R ^{11 is} selected from the group consisting of hydrogen, methyl, ethyl, cyano, hydroxy, -CH ₂ F, CHF ₂ , CF ₃ or CH ₂ OH.

The compound according to claim 1 or a pharmaceutically acceptable salt thereof, wherein

 M is selected from CH or N;

R ^{8 is} selected from C ₄ -C ₈ heterocycloalkyl, dC ₆ fluorenyl, -COR ⁹ , C ₄ -C ₈ heterocycloalkyl, optionally substituted by R ¹² ; R ^{9 is} selected from C ₃ -C ₈ Cyclic sulfhydryl group;

R ^{12 is} selected from the group consisting of hydrogen and dC ₆ fluorenyl.

 0

The compound of claim 7 or a pharmaceutically acceptable salt thereof, wherein R ^{8 is} selected from

 The compound according to any one of claims 1, 2, 7 or 8, or a pharmaceutically acceptable salt thereof, wherein

R ^{2 is} selected from a methyl group; R ^{3 is} selected from the group consisting of hydrogen, methyl, hydroxymethyl;

R ^{4 is} selected from cyclopropyl;

R ^{5 is} selected from hydrogen or fluorine;

 X, Y, Z, Q are independently selected from CH;

 D, G are independently selected from CH or N, but D and G are different at the same time? .

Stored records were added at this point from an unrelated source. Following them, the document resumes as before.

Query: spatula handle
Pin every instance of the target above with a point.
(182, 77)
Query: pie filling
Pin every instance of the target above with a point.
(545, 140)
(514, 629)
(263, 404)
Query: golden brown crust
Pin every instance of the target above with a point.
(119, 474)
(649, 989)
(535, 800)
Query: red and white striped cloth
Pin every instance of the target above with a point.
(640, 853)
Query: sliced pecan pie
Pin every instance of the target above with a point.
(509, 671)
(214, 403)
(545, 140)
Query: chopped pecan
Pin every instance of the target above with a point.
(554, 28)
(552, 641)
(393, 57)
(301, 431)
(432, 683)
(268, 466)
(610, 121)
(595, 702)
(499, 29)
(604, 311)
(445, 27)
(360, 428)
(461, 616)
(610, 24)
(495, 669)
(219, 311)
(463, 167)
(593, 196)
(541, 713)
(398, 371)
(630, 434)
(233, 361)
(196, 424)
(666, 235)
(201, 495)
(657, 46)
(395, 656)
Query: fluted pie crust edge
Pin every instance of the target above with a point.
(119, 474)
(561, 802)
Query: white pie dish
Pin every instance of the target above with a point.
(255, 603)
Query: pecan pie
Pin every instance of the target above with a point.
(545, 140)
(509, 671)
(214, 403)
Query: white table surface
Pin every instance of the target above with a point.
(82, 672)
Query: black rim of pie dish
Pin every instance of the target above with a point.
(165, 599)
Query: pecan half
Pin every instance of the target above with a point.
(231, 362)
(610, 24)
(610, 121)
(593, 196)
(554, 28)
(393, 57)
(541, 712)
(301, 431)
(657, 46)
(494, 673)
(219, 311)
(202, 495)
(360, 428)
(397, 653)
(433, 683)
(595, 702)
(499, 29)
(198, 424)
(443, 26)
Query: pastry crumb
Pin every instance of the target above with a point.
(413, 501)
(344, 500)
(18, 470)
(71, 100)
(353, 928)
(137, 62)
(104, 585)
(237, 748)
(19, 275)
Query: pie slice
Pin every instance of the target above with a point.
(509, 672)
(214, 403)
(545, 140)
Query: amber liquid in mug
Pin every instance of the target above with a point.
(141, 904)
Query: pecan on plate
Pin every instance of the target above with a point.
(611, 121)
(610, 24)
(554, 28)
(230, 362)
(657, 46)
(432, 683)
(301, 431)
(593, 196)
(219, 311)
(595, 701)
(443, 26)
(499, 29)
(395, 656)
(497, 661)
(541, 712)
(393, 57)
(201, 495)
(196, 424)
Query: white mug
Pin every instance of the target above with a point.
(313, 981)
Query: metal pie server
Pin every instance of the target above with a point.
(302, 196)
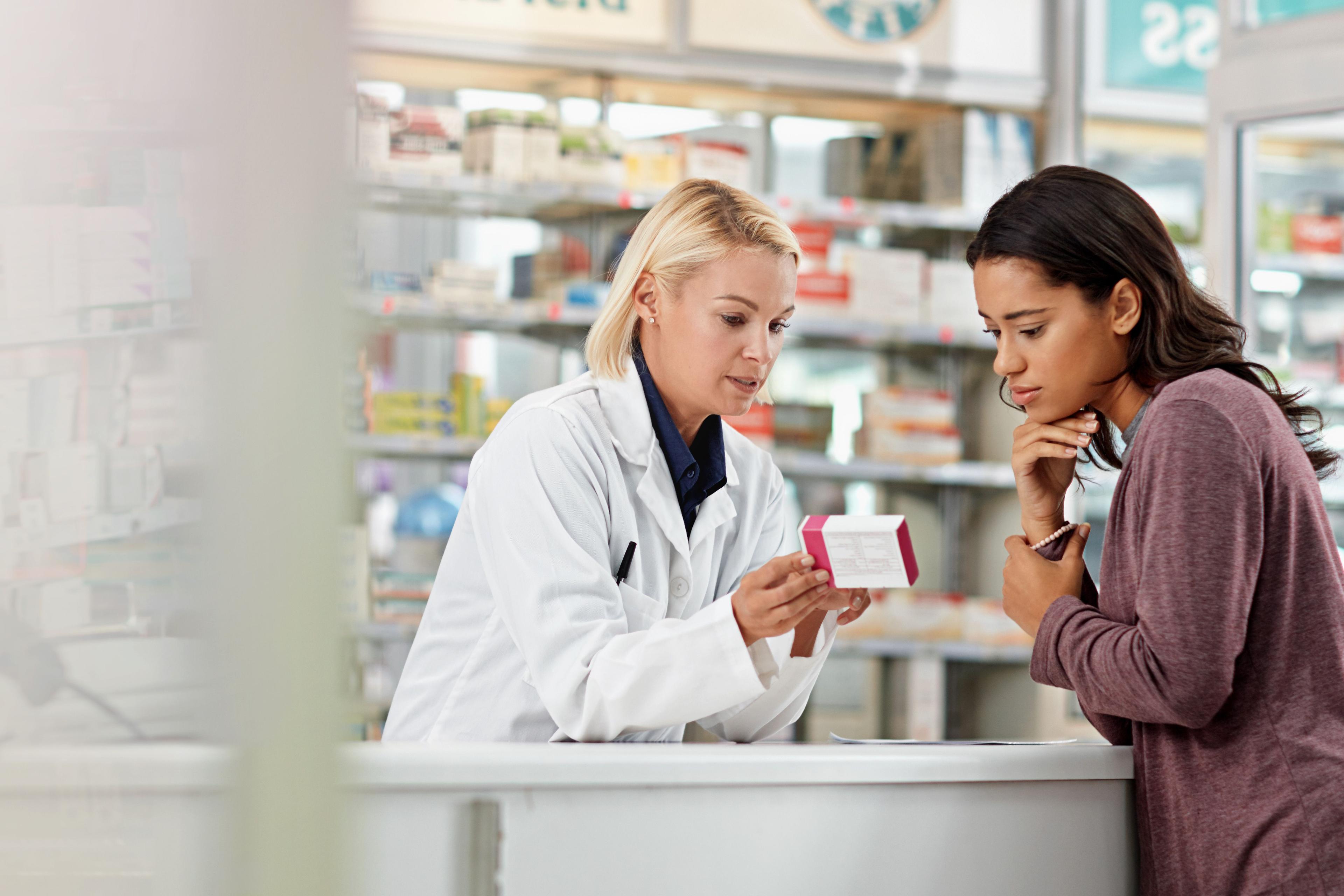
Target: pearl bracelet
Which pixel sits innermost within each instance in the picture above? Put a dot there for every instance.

 A pharmaceutical composition comprising a therapeutically effective amount of a compound according to any one of claims 1 to 10, or a pharmaceutically acceptable salt thereof, and a pharmaceutically acceptable excipient or diluent.

 Use of a compound according to any one of claims 1 to 10, or a pharmaceutically acceptable salt thereof, for the manufacture of a medicament for the treatment of an inflammatory and/or autoimmune disorder.

 13. The use of claim 12, wherein the inflammatory condition is rheumatoid arthritis.